Когда есть целых три часа, чтобы смотреть и думать, созерцание красоты неизбежно сталкивает со смертью вообще, с тем, что же – всё-таки – там?
Говорят, что, столкнувшись со смертью, люди чаще всего становятся более религиозными.
Говорят, что я редко иду теми же дорогами, которыми «обычно» ходят люди. (Это мои друзья говорят).
Во всяком случае я, наоборот, всё ближе и ближе к естественнонаучной картине мира.
Абсолютно конечные белковые тела. (Интересно, отец часто говорил, что из меня получился бы хороший учёный).
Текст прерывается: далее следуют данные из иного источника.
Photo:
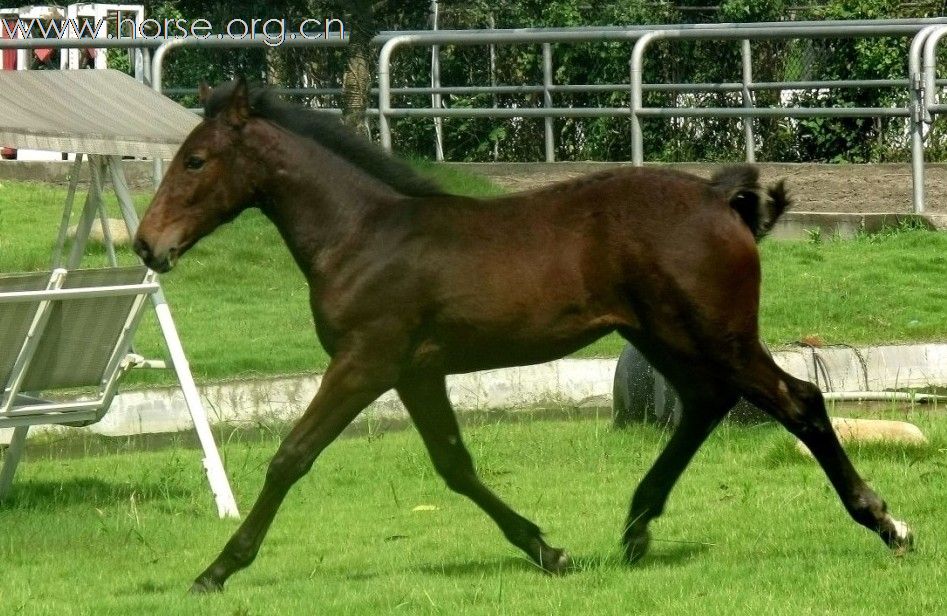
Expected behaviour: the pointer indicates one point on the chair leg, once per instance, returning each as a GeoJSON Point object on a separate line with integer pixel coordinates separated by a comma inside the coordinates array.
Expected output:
{"type": "Point", "coordinates": [11, 459]}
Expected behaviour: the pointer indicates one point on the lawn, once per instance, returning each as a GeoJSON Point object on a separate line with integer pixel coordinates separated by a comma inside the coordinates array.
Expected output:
{"type": "Point", "coordinates": [752, 528]}
{"type": "Point", "coordinates": [242, 306]}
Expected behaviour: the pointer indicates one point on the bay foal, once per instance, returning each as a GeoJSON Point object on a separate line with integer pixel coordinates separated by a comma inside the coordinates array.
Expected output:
{"type": "Point", "coordinates": [409, 284]}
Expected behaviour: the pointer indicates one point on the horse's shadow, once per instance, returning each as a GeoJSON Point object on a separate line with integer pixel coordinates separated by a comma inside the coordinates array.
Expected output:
{"type": "Point", "coordinates": [664, 556]}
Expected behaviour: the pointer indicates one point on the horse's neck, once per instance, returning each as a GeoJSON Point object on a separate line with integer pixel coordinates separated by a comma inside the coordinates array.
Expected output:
{"type": "Point", "coordinates": [316, 199]}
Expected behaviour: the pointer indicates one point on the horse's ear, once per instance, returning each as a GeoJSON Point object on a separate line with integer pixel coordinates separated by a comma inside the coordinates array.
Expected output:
{"type": "Point", "coordinates": [203, 92]}
{"type": "Point", "coordinates": [238, 108]}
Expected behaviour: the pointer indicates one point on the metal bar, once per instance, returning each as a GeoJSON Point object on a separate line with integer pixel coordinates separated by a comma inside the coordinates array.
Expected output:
{"type": "Point", "coordinates": [746, 58]}
{"type": "Point", "coordinates": [49, 417]}
{"type": "Point", "coordinates": [916, 120]}
{"type": "Point", "coordinates": [123, 343]}
{"type": "Point", "coordinates": [753, 32]}
{"type": "Point", "coordinates": [548, 129]}
{"type": "Point", "coordinates": [67, 212]}
{"type": "Point", "coordinates": [31, 342]}
{"type": "Point", "coordinates": [593, 88]}
{"type": "Point", "coordinates": [435, 83]}
{"type": "Point", "coordinates": [216, 475]}
{"type": "Point", "coordinates": [508, 112]}
{"type": "Point", "coordinates": [89, 211]}
{"type": "Point", "coordinates": [929, 67]}
{"type": "Point", "coordinates": [107, 235]}
{"type": "Point", "coordinates": [63, 408]}
{"type": "Point", "coordinates": [11, 459]}
{"type": "Point", "coordinates": [778, 112]}
{"type": "Point", "coordinates": [126, 203]}
{"type": "Point", "coordinates": [670, 112]}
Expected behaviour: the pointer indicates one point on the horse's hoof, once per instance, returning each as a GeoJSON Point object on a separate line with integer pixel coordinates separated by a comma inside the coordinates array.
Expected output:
{"type": "Point", "coordinates": [205, 585]}
{"type": "Point", "coordinates": [555, 561]}
{"type": "Point", "coordinates": [636, 546]}
{"type": "Point", "coordinates": [900, 538]}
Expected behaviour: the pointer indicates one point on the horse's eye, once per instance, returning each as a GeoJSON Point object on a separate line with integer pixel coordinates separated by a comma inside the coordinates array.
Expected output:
{"type": "Point", "coordinates": [194, 162]}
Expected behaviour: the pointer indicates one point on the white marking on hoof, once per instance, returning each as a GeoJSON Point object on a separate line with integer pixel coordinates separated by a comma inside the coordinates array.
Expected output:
{"type": "Point", "coordinates": [902, 530]}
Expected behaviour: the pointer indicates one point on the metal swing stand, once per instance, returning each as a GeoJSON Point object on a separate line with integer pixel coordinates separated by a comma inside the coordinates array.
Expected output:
{"type": "Point", "coordinates": [76, 326]}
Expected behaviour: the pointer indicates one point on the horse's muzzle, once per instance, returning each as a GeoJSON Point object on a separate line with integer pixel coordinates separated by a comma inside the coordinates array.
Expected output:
{"type": "Point", "coordinates": [159, 264]}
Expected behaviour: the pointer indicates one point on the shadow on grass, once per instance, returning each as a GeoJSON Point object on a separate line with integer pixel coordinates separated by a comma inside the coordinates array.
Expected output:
{"type": "Point", "coordinates": [666, 553]}
{"type": "Point", "coordinates": [38, 495]}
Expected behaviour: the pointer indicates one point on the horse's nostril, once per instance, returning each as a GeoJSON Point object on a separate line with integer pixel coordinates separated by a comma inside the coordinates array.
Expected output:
{"type": "Point", "coordinates": [142, 249]}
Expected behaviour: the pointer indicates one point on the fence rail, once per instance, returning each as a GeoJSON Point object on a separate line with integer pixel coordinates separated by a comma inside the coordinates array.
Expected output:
{"type": "Point", "coordinates": [921, 83]}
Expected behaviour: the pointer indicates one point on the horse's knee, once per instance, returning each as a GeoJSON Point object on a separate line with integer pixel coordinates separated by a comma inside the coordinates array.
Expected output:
{"type": "Point", "coordinates": [806, 413]}
{"type": "Point", "coordinates": [288, 465]}
{"type": "Point", "coordinates": [240, 551]}
{"type": "Point", "coordinates": [458, 473]}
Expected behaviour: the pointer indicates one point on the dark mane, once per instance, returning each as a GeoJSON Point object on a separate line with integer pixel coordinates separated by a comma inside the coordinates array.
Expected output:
{"type": "Point", "coordinates": [326, 129]}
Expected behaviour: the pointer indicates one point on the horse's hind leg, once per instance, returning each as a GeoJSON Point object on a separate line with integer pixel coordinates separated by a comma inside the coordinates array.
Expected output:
{"type": "Point", "coordinates": [346, 389]}
{"type": "Point", "coordinates": [425, 397]}
{"type": "Point", "coordinates": [799, 406]}
{"type": "Point", "coordinates": [705, 404]}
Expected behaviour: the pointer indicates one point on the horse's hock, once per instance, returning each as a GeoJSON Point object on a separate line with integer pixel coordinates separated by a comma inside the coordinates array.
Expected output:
{"type": "Point", "coordinates": [642, 395]}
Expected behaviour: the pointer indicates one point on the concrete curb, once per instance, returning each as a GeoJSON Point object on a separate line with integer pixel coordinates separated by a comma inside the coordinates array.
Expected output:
{"type": "Point", "coordinates": [570, 382]}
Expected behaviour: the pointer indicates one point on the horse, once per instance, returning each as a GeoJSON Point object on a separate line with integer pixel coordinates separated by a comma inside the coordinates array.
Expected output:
{"type": "Point", "coordinates": [409, 283]}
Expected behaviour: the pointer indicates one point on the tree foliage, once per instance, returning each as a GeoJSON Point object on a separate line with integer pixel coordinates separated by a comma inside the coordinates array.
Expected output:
{"type": "Point", "coordinates": [777, 139]}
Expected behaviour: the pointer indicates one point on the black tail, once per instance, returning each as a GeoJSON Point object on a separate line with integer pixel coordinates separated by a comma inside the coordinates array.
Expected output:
{"type": "Point", "coordinates": [759, 210]}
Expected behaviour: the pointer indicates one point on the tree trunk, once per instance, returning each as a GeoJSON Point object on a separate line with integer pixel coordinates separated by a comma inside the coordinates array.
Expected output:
{"type": "Point", "coordinates": [357, 81]}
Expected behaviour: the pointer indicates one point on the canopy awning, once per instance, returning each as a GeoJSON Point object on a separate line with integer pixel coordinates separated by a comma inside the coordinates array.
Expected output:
{"type": "Point", "coordinates": [90, 111]}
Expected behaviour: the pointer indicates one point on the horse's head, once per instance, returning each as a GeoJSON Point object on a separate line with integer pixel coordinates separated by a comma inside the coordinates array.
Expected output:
{"type": "Point", "coordinates": [210, 180]}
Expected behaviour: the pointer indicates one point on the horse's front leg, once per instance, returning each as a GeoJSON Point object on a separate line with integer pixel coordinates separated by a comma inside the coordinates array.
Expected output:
{"type": "Point", "coordinates": [349, 385]}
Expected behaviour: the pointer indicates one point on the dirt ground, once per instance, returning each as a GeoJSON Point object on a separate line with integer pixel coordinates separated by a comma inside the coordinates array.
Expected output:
{"type": "Point", "coordinates": [814, 188]}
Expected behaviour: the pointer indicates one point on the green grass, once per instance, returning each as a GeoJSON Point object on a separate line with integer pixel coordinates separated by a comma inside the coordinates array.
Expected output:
{"type": "Point", "coordinates": [242, 306]}
{"type": "Point", "coordinates": [752, 528]}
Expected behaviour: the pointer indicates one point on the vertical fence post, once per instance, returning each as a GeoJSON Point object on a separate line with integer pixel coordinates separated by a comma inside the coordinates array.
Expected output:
{"type": "Point", "coordinates": [547, 102]}
{"type": "Point", "coordinates": [436, 83]}
{"type": "Point", "coordinates": [916, 120]}
{"type": "Point", "coordinates": [747, 58]}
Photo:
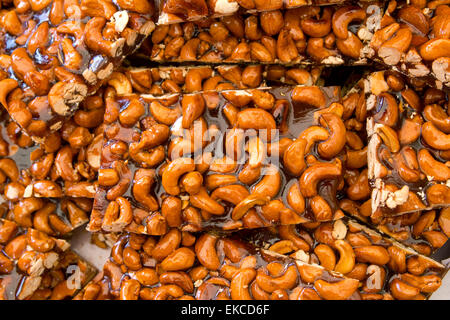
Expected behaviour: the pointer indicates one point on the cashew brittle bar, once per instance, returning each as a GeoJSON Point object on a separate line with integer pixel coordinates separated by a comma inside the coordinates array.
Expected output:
{"type": "Point", "coordinates": [35, 266]}
{"type": "Point", "coordinates": [412, 38]}
{"type": "Point", "coordinates": [189, 79]}
{"type": "Point", "coordinates": [55, 53]}
{"type": "Point", "coordinates": [174, 11]}
{"type": "Point", "coordinates": [41, 187]}
{"type": "Point", "coordinates": [408, 153]}
{"type": "Point", "coordinates": [202, 179]}
{"type": "Point", "coordinates": [424, 231]}
{"type": "Point", "coordinates": [182, 266]}
{"type": "Point", "coordinates": [385, 268]}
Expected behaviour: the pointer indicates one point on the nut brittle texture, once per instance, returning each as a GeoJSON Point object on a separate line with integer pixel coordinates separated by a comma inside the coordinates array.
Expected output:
{"type": "Point", "coordinates": [179, 79]}
{"type": "Point", "coordinates": [205, 267]}
{"type": "Point", "coordinates": [190, 176]}
{"type": "Point", "coordinates": [173, 11]}
{"type": "Point", "coordinates": [412, 38]}
{"type": "Point", "coordinates": [409, 144]}
{"type": "Point", "coordinates": [55, 53]}
{"type": "Point", "coordinates": [385, 268]}
{"type": "Point", "coordinates": [35, 266]}
{"type": "Point", "coordinates": [424, 231]}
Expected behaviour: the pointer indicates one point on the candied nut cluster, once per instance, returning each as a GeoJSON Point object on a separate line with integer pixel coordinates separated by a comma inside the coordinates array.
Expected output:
{"type": "Point", "coordinates": [412, 37]}
{"type": "Point", "coordinates": [35, 266]}
{"type": "Point", "coordinates": [384, 268]}
{"type": "Point", "coordinates": [180, 265]}
{"type": "Point", "coordinates": [202, 187]}
{"type": "Point", "coordinates": [55, 53]}
{"type": "Point", "coordinates": [165, 80]}
{"type": "Point", "coordinates": [409, 145]}
{"type": "Point", "coordinates": [172, 11]}
{"type": "Point", "coordinates": [249, 149]}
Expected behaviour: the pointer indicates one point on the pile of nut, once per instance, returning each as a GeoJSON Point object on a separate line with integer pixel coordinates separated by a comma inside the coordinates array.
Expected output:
{"type": "Point", "coordinates": [209, 146]}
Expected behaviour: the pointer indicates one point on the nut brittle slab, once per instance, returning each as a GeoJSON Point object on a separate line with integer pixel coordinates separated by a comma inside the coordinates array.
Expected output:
{"type": "Point", "coordinates": [55, 53]}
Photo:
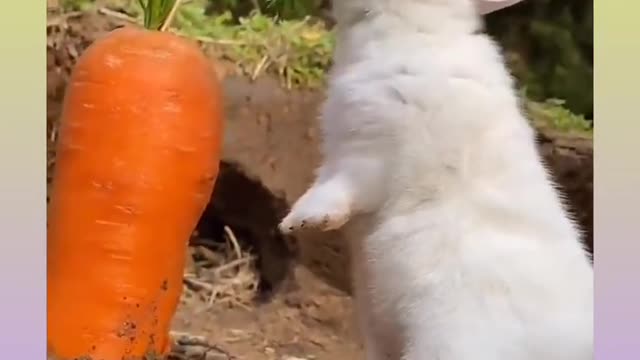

Почему это – не высокомерие – думать, что мы какая-то там бессмертная душа?
Или не миф, который психика создаёт, чтобы не сталкиваться с мучительным, невыносимым осознанием конечности. (У нас и так проблема с поиском смысла, что же будет, если она усугубится ещё и пониманием неизбежности конца?)
Мне отвечают: но как же люди, пережившие клиническую смерть? Они же видят свет, туннель, всё такое.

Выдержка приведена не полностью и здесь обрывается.